For each brand separately, I calculated lm(failure_rate ~ vehicle_age) and lm(failure_rate ~ median_km_driven_10K) and present them in Figure 3.1. I excluded brands that did not have at least 30 data points.

Given the wide range of the 90% confidence intervals, a relative difference in brand quality can be determined in the regression with vehicle_age only for the highest and lowest quality brands (where the intervals do not overlap in panel A). The narrower confidence intervals in the regression using median_km_driven_10K (panel B) provide a larger useful set of relative higher-quality and lower-quality brands.

Show the code

p1 <- mod1_set_summary |>
  filter(term != "(Intercept)") |>
  mutate(term = fct_reorder(brand, -estimate)) |>
  ggplot() +
  geom_errorbarh(aes(xmin = conf.low, xmax = conf.high, y = term),
                 height = 0.3,
                 linewidth = 0.5, alpha = 0.4,
                 show.legend = FALSE) +
  geom_point(aes(x = estimate, y = term),
             size = 1, color = "firebrick",
             show.legend = FALSE) +
  labs(
    subtitle = "Increment: one year of vehicle_age",
    y = NULL,
    tag = "A"
  )

p2 <- mod2_set_summary |>
  filter(term != "(Intercept)") |>
  mutate(term = fct_reorder(brand, -estimate)) |>
  ggplot() +
  geom_errorbarh(aes(xmin = conf.low, xmax = conf.high, y = term),
                 height = 0.3,
                 linewidth = 0.5, alpha = 0.4,
                 show.legend = FALSE) +
  geom_point(aes(x = estimate, y = term),
             size = 1, color = "firebrick",
             show.legend = FALSE) +
  labs(
    subtitle = "Increment: 10K km driven",
    y = NULL,
    tag = "B"
  )

p1 + p2 + 
  plot_annotation(
    title = "Relative brand quality in Finland",
    subtitle = glue("For each increment, the brand adds `estimate` to the failure rate",
                    "\nwhen inspected in Finland.
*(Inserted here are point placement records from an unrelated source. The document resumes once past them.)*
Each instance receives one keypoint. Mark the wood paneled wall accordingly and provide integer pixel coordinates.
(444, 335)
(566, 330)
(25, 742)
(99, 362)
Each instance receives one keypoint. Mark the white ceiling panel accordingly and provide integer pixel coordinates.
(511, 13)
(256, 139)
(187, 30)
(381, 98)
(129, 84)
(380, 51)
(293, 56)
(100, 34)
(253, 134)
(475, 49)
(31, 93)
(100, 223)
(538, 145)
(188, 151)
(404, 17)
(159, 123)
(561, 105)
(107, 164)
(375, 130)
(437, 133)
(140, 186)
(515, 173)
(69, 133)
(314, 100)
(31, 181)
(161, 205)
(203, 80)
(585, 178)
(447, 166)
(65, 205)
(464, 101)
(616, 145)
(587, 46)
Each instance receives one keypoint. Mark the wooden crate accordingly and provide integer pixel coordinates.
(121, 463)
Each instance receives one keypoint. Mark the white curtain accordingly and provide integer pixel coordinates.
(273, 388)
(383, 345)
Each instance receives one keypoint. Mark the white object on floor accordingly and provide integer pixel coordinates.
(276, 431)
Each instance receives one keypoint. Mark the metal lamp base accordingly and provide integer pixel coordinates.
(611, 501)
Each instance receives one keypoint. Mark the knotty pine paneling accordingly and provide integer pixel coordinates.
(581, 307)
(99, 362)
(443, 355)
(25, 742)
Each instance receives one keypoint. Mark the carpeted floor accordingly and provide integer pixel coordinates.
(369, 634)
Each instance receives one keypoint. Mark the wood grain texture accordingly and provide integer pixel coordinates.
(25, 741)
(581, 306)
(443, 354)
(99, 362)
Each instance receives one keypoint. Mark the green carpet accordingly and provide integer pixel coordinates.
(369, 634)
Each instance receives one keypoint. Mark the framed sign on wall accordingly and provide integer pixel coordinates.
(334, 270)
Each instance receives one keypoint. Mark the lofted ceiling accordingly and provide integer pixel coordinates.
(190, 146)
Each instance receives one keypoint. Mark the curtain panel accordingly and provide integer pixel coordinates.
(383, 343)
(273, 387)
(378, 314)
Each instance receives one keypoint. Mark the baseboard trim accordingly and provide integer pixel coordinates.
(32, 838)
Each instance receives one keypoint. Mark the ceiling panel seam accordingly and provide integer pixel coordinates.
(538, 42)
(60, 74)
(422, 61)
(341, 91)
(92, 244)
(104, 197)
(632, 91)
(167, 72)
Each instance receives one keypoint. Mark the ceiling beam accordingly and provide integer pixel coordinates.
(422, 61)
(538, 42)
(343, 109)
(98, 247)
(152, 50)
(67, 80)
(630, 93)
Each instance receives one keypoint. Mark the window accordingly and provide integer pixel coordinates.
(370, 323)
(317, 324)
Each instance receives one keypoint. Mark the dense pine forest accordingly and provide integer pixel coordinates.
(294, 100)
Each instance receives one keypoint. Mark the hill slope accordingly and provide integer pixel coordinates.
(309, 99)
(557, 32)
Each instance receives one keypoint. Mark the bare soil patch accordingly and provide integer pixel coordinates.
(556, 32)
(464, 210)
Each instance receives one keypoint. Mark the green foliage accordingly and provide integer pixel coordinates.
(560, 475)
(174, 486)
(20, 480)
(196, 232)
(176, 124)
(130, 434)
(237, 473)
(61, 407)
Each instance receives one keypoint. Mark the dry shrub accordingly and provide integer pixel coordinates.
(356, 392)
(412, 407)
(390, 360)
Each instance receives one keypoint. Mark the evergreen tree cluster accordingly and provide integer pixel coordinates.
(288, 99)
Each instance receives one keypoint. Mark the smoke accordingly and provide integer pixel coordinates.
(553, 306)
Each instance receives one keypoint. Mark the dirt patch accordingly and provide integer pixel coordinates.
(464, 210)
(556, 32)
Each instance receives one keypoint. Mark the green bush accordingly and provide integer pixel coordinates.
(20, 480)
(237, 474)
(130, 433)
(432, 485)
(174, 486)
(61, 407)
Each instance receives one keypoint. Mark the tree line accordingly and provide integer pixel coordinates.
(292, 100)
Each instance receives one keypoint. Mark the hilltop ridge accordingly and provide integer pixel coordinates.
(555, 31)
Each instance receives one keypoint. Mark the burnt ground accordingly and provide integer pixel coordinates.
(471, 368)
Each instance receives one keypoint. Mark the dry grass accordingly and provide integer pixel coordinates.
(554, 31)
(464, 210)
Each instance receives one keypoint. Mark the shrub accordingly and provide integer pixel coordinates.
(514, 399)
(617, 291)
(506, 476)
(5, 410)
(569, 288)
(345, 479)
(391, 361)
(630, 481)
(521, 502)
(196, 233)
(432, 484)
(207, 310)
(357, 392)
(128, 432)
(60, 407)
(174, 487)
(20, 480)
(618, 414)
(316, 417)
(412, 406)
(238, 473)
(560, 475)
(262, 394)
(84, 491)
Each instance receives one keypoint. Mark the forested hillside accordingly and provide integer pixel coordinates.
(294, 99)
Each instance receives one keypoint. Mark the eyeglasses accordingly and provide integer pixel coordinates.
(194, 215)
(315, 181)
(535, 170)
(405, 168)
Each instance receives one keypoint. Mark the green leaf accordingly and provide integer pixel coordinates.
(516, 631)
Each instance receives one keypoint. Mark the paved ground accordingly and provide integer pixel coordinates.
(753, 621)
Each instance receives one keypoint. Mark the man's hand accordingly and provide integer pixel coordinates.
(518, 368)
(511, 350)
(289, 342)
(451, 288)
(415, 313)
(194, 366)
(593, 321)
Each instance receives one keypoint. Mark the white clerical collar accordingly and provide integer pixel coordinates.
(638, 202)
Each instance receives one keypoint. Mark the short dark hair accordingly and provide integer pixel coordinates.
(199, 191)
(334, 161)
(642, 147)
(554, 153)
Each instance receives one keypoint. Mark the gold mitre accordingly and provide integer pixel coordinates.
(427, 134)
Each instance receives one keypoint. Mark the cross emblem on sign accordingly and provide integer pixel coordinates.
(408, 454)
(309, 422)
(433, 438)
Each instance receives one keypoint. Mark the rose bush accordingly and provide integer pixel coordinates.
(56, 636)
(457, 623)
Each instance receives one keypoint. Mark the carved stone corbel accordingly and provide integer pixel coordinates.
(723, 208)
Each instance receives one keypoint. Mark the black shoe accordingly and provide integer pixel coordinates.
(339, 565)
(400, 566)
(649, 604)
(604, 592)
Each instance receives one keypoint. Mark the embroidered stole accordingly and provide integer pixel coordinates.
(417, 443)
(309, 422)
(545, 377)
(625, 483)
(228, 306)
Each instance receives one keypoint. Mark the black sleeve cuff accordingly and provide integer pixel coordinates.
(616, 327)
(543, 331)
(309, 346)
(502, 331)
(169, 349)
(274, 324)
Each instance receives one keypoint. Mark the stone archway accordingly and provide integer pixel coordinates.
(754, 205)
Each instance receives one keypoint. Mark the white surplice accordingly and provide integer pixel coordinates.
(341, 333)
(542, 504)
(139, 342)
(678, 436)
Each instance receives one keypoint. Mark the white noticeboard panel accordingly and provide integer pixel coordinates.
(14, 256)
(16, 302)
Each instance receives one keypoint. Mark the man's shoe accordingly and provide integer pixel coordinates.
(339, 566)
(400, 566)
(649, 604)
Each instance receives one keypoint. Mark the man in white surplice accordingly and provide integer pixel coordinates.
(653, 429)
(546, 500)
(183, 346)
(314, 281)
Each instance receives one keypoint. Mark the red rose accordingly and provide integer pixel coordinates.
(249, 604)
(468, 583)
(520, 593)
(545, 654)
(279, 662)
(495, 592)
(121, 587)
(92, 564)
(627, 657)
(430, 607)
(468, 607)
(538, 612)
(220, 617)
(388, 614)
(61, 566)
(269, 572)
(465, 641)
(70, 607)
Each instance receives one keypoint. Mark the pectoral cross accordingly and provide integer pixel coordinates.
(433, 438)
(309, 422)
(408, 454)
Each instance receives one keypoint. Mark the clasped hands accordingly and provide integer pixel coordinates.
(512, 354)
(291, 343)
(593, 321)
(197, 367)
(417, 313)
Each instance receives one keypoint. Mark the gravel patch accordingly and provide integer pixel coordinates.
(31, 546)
Includes brands with at least {brands_cutoff_modeling_min} data points.",
                    " {percent(my_ci)} CI."),
    caption = my_caption
  )

Figure 3.1: Relative brand quality determined using linear regression

The tables below include the estimates and confidence intervals plotted in in Figure 3.1.

Show the code

mod1_set_summary |>
  filter(term != "(Intercept)") |>
  mutate(plus_minus = (conf.high - conf.low) / 2) |>
  select(-term) |>
  gt() |>
  fmt_number(columns = c(estimate:plus_minus),
             decimals = 3) |>
  tab_source_note(md(glue("*For each brand, calculated separately: lm(failure_rate ~ vehicle_age)* at {my_ci} CI")))
mod2_set_summary |>
  filter(term != "(Intercept)") |>
  mutate(plus_minus = (conf.high - conf.low) / 2) |>
  select(-term) |>
  gt() |>
  fmt_number(columns = c(estimate:plus_minus),
             decimals = 3)|>
  tab_source_note(md(glue("*For each brand, calculated separately: lm(failure_rate ~ median_km_driven_10K)* at {my_ci} CI")))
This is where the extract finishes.